The governor did, however, confirm he had spoken with Louisiana Attorney General Jeff Landry about a possible lawsuit on behalf of the state. He said the two had had one brief conversation and that A.G. Landry was researching the state's options.
Meanwhile, the governor admitted other legal issues were more pressing especially concerning possible privacy issues associated with the startup of a new state-administered program called Contact Tracing. Contact tracing is a method to be used by Louisiana's Coronavirus wing of the Louisiana Department of Health to use cell phones to track citizen movements. A contact tracer will monitor a computer program that signals when a person gets close to another person who has tested positive. The tracer will call that person to determine who else they may have been around.
But many cell phone users today, if not most, do not answer calls they don't recognize.
Dr. Alex Billioux, MD, Assistant Secretary of the Louisiana Department of Health, admits that could be a problem.
"Right now, there is no notation on your phone that will say that a contact tracer is calling you," Dr. Billioux explained. "We're also looking at other technologies to potentially layer on top of this such as reaching out through text messages and potentially reaching out through apps. But all of this is going to have to be informed by the data and then adapting as we see challenges."

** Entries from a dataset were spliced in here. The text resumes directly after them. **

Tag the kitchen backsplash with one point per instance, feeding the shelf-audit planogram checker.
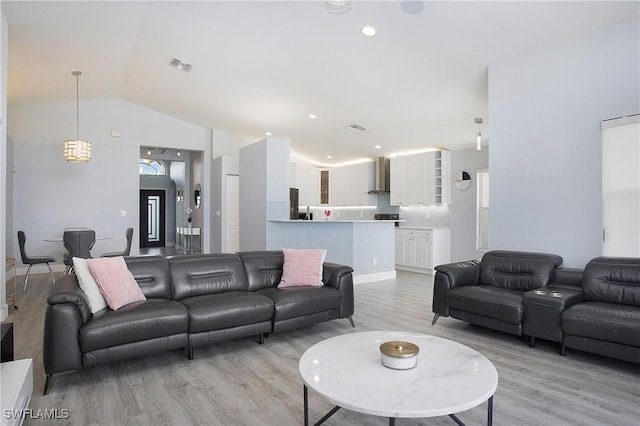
(419, 216)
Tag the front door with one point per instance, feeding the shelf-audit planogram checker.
(152, 218)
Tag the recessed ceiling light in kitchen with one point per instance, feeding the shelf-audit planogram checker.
(368, 30)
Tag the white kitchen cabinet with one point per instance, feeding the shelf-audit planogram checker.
(307, 180)
(349, 185)
(421, 250)
(421, 179)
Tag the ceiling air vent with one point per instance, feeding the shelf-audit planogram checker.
(356, 128)
(181, 65)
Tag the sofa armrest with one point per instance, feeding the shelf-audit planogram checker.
(449, 276)
(568, 277)
(67, 311)
(340, 277)
(67, 291)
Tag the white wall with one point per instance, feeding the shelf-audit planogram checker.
(51, 194)
(222, 166)
(545, 110)
(264, 190)
(463, 203)
(4, 36)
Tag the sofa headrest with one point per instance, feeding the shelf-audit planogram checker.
(206, 274)
(557, 260)
(263, 268)
(152, 275)
(517, 270)
(613, 280)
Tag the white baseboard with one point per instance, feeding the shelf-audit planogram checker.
(419, 270)
(40, 269)
(378, 276)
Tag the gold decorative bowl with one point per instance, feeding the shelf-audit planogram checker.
(399, 355)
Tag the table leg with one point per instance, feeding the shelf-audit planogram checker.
(306, 405)
(490, 411)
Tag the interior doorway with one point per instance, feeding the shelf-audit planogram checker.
(152, 218)
(233, 214)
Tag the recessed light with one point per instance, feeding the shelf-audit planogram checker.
(368, 30)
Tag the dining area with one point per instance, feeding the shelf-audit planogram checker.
(77, 242)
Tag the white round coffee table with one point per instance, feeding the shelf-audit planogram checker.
(347, 371)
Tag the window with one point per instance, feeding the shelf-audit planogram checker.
(152, 167)
(482, 238)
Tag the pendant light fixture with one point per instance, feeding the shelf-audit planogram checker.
(478, 121)
(77, 151)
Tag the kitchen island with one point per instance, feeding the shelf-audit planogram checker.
(368, 246)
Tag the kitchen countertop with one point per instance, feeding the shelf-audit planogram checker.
(338, 221)
(421, 228)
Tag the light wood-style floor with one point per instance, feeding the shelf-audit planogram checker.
(244, 383)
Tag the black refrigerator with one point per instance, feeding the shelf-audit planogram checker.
(293, 203)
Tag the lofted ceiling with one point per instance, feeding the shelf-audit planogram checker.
(264, 66)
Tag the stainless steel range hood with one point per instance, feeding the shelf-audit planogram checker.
(381, 176)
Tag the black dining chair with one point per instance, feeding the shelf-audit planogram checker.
(35, 260)
(127, 249)
(78, 244)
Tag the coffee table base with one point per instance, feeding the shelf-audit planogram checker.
(392, 420)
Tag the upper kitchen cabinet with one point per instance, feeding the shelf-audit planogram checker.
(307, 180)
(421, 179)
(350, 185)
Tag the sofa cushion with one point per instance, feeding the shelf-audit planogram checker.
(517, 270)
(152, 275)
(613, 279)
(226, 310)
(88, 285)
(299, 301)
(115, 281)
(206, 274)
(263, 268)
(500, 303)
(135, 322)
(302, 268)
(609, 322)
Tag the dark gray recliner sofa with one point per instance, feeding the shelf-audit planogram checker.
(191, 301)
(607, 321)
(490, 292)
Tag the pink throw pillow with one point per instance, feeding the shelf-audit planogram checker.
(115, 281)
(302, 268)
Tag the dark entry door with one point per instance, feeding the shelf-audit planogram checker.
(152, 218)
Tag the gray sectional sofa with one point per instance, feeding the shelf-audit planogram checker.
(192, 301)
(594, 310)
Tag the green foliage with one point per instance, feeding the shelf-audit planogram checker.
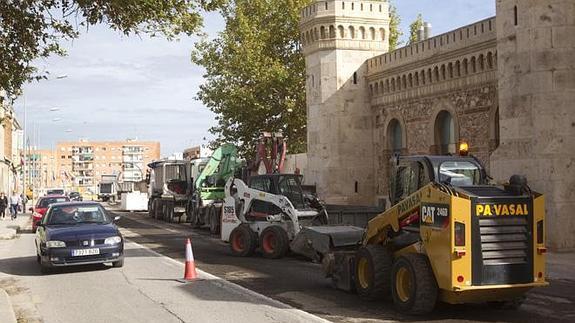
(255, 74)
(394, 32)
(414, 27)
(32, 29)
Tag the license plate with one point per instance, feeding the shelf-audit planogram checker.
(85, 252)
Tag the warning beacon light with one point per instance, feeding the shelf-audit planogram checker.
(463, 148)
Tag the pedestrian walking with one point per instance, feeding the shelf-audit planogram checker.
(3, 205)
(15, 202)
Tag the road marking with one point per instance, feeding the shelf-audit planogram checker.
(237, 288)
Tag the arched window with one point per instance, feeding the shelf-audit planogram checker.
(351, 32)
(331, 31)
(445, 133)
(382, 33)
(457, 69)
(341, 31)
(395, 136)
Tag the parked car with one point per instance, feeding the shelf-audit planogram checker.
(75, 196)
(55, 191)
(78, 233)
(39, 210)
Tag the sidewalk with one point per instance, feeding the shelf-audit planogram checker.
(561, 265)
(9, 228)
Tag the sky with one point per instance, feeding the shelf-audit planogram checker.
(119, 87)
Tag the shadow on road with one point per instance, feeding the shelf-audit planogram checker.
(27, 266)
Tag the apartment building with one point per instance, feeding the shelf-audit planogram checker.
(81, 163)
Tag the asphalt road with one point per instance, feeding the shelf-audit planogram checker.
(144, 290)
(298, 282)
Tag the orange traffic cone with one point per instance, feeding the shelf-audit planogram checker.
(190, 271)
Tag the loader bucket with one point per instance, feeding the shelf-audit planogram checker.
(315, 242)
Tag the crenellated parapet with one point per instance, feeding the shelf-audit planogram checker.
(357, 25)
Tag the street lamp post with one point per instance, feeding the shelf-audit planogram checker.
(24, 139)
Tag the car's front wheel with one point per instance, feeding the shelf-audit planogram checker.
(118, 264)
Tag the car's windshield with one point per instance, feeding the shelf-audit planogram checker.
(45, 202)
(459, 173)
(290, 187)
(76, 214)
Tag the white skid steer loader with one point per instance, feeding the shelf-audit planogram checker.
(269, 213)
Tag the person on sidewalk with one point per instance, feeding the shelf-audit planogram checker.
(15, 201)
(3, 205)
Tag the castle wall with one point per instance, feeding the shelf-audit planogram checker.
(536, 80)
(454, 72)
(338, 37)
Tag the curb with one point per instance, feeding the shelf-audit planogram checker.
(7, 314)
(8, 234)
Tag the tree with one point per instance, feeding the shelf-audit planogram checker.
(32, 29)
(394, 32)
(414, 28)
(255, 74)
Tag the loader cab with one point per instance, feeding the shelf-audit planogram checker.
(410, 173)
(288, 185)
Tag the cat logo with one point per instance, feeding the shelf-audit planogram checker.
(501, 209)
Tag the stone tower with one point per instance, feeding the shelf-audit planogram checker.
(536, 80)
(338, 37)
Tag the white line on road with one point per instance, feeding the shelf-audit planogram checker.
(239, 289)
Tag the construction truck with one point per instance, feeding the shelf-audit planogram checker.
(449, 236)
(204, 205)
(169, 189)
(107, 188)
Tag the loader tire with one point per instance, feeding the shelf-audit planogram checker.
(414, 288)
(243, 241)
(214, 218)
(169, 214)
(373, 265)
(274, 242)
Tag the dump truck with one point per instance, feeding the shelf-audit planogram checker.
(449, 236)
(204, 205)
(107, 188)
(170, 186)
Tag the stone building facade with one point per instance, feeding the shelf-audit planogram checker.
(506, 85)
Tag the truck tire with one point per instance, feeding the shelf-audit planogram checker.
(194, 218)
(214, 219)
(414, 288)
(169, 214)
(274, 242)
(373, 265)
(243, 241)
(158, 208)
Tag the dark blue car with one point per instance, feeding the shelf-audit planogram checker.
(78, 233)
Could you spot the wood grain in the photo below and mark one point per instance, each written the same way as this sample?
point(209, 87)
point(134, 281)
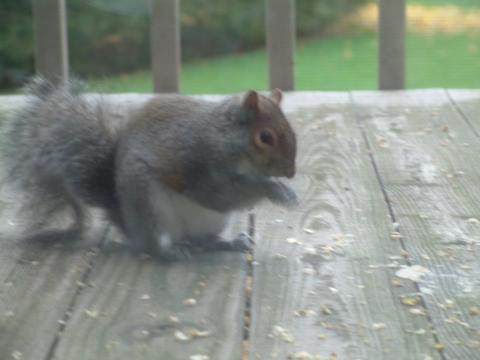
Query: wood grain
point(51, 47)
point(131, 309)
point(332, 293)
point(426, 156)
point(280, 32)
point(165, 45)
point(391, 44)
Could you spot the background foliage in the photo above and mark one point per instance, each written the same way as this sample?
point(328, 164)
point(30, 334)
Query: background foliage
point(111, 37)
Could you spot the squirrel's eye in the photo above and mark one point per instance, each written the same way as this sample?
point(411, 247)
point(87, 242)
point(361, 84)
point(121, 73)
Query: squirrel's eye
point(266, 137)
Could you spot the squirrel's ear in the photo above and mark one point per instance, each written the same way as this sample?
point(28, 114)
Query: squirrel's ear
point(250, 100)
point(276, 95)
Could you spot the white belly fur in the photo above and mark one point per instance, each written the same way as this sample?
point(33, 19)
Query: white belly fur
point(193, 220)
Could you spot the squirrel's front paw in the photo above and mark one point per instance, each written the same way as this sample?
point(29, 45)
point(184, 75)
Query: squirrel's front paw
point(243, 242)
point(284, 195)
point(174, 253)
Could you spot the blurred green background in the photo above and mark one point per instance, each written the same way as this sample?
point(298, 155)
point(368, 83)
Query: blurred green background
point(223, 40)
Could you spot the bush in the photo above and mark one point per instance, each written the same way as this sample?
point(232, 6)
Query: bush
point(113, 36)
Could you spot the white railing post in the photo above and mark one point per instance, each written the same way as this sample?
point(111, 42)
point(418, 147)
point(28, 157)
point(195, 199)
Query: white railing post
point(280, 31)
point(165, 45)
point(50, 32)
point(391, 51)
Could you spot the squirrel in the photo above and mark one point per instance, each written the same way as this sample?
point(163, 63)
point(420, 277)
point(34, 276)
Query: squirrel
point(169, 178)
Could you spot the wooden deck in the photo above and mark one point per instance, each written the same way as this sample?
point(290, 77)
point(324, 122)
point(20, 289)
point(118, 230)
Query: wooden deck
point(390, 193)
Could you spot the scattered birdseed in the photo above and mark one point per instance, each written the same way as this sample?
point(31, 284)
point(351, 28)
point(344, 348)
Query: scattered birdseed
point(293, 241)
point(418, 311)
point(410, 301)
point(395, 235)
point(190, 302)
point(199, 357)
point(199, 333)
point(378, 326)
point(414, 273)
point(474, 311)
point(302, 355)
point(283, 334)
point(173, 319)
point(180, 335)
point(308, 271)
point(91, 313)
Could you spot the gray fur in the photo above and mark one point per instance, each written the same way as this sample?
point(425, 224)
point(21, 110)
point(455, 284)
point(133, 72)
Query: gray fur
point(61, 151)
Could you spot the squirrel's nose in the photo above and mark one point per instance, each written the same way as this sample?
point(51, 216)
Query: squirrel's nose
point(290, 171)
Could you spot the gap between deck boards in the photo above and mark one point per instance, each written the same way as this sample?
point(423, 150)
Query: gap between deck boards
point(393, 217)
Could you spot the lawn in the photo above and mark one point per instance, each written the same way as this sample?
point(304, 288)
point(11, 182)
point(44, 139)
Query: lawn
point(334, 63)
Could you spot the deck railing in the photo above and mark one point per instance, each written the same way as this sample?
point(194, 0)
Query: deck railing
point(51, 46)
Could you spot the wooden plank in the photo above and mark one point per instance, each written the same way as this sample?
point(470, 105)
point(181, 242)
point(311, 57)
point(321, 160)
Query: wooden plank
point(467, 103)
point(391, 51)
point(165, 45)
point(430, 176)
point(36, 294)
point(131, 310)
point(280, 32)
point(334, 292)
point(51, 48)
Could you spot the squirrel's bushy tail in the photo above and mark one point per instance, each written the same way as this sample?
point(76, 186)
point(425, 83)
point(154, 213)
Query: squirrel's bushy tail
point(57, 149)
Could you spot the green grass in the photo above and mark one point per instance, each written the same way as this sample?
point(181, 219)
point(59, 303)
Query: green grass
point(336, 63)
point(466, 4)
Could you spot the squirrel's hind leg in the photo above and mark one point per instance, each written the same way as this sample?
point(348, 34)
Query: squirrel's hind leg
point(46, 218)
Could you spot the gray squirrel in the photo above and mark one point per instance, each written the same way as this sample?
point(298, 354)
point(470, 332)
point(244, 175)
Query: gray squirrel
point(168, 179)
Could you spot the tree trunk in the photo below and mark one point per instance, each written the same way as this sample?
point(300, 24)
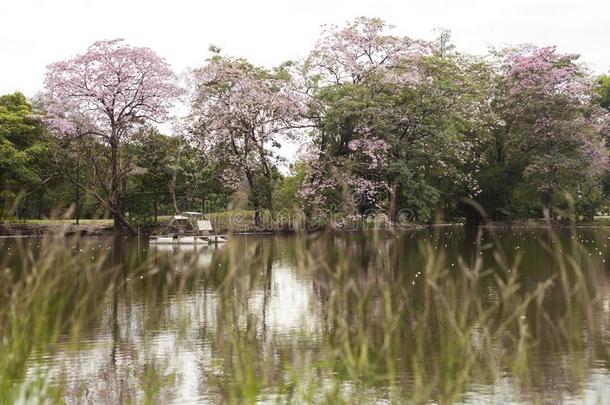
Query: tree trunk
point(255, 202)
point(115, 200)
point(393, 209)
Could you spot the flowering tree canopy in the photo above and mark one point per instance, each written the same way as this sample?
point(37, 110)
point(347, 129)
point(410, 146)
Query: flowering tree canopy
point(239, 114)
point(108, 92)
point(551, 119)
point(111, 88)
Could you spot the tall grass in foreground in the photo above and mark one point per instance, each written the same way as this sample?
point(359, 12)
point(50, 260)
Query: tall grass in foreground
point(388, 329)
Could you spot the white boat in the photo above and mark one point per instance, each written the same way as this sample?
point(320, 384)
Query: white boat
point(186, 240)
point(192, 229)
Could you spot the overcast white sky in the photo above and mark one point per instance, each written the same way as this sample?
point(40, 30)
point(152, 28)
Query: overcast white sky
point(34, 33)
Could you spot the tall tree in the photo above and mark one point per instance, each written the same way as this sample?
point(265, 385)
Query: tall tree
point(547, 130)
point(388, 111)
point(107, 93)
point(22, 145)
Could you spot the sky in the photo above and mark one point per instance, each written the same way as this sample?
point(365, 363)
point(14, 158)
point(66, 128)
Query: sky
point(35, 33)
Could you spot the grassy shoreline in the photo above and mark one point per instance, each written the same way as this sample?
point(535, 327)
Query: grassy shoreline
point(225, 223)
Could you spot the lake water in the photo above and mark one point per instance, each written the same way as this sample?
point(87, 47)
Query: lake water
point(437, 315)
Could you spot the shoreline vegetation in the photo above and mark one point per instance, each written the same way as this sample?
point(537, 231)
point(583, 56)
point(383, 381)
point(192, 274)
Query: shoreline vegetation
point(377, 121)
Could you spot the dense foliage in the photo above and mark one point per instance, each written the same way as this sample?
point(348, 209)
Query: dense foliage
point(383, 123)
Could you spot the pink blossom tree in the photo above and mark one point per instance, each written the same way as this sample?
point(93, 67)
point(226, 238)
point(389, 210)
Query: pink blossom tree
point(107, 93)
point(240, 113)
point(550, 119)
point(383, 107)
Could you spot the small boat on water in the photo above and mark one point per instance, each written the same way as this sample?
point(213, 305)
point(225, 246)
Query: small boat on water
point(187, 240)
point(191, 229)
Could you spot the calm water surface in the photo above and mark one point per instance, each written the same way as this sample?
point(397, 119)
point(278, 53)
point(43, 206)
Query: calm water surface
point(262, 313)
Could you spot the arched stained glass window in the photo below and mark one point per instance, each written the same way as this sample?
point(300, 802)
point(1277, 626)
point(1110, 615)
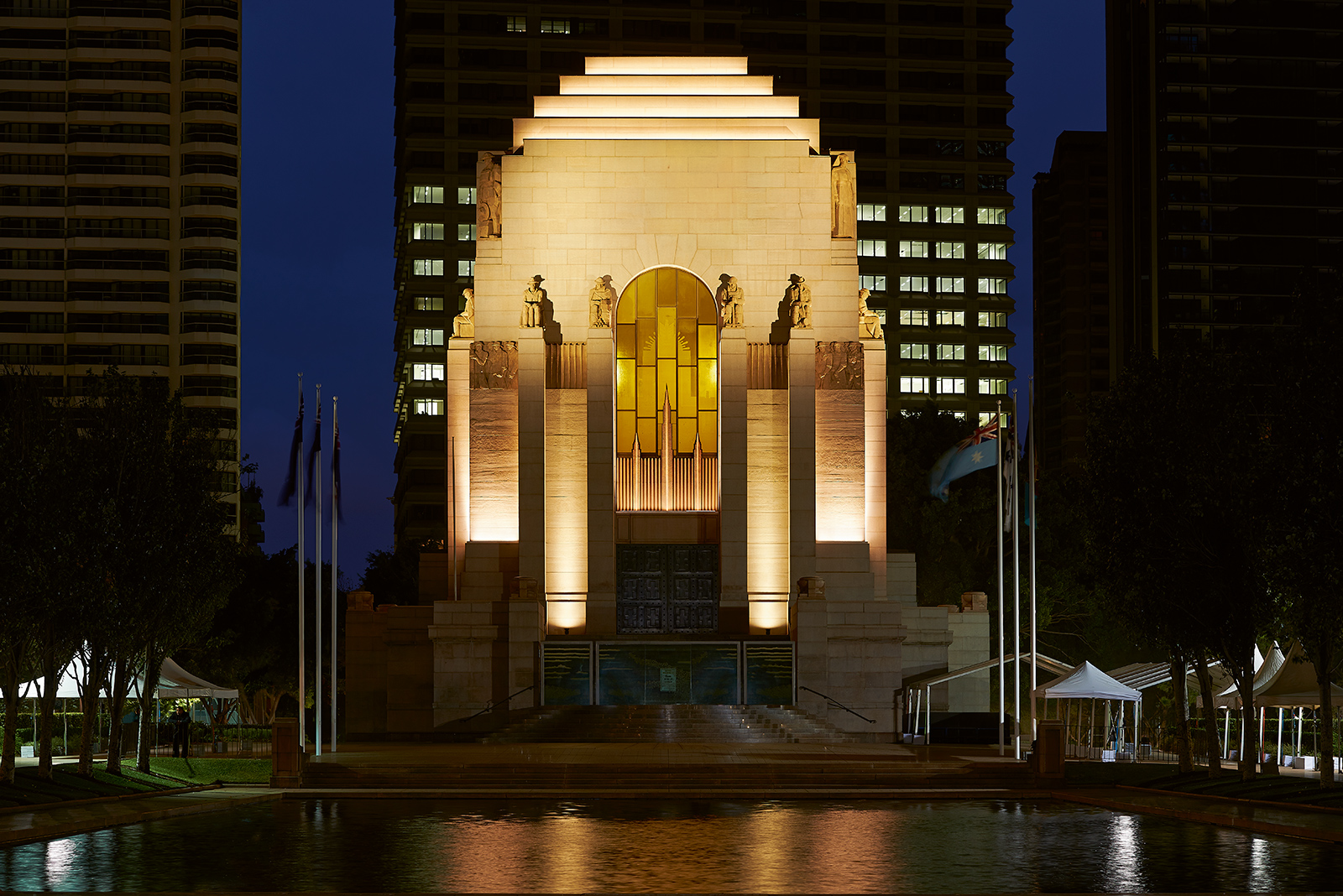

Governor Edwards says he understands the "liberty issues" of tracking individuals because of medical issues but he is appealing to everyone to join the effort to eradicate the virus by every means possible.
"Sometimes we get wrapped around the axel on what we have a right to do," explained Edwards. "I'm going to ask people to consider what is the right thing to do and the right thing to do is to be a good neighbor. I suspect the overwhelming majority of Louisianans are going to do just that. They're going to be appreciative of being warned they may have been around someone who's tested positive."
The governor says the contact tracer, trained in courtesy and protocol, will diplomatically suggest that whether or not the person exhibits symptoms, he or she should consider staying at home for two weeks, the accepted incubation period for COVID-19.
"We've been playing catch-up the whole time," Edwards said, "so if we want to get our economy to open sooner, this really is part of the new normal. This isn't some invention by Dr. Billioux and me. This is part of the national strategy. This is how South Korea got the virus under control quickly."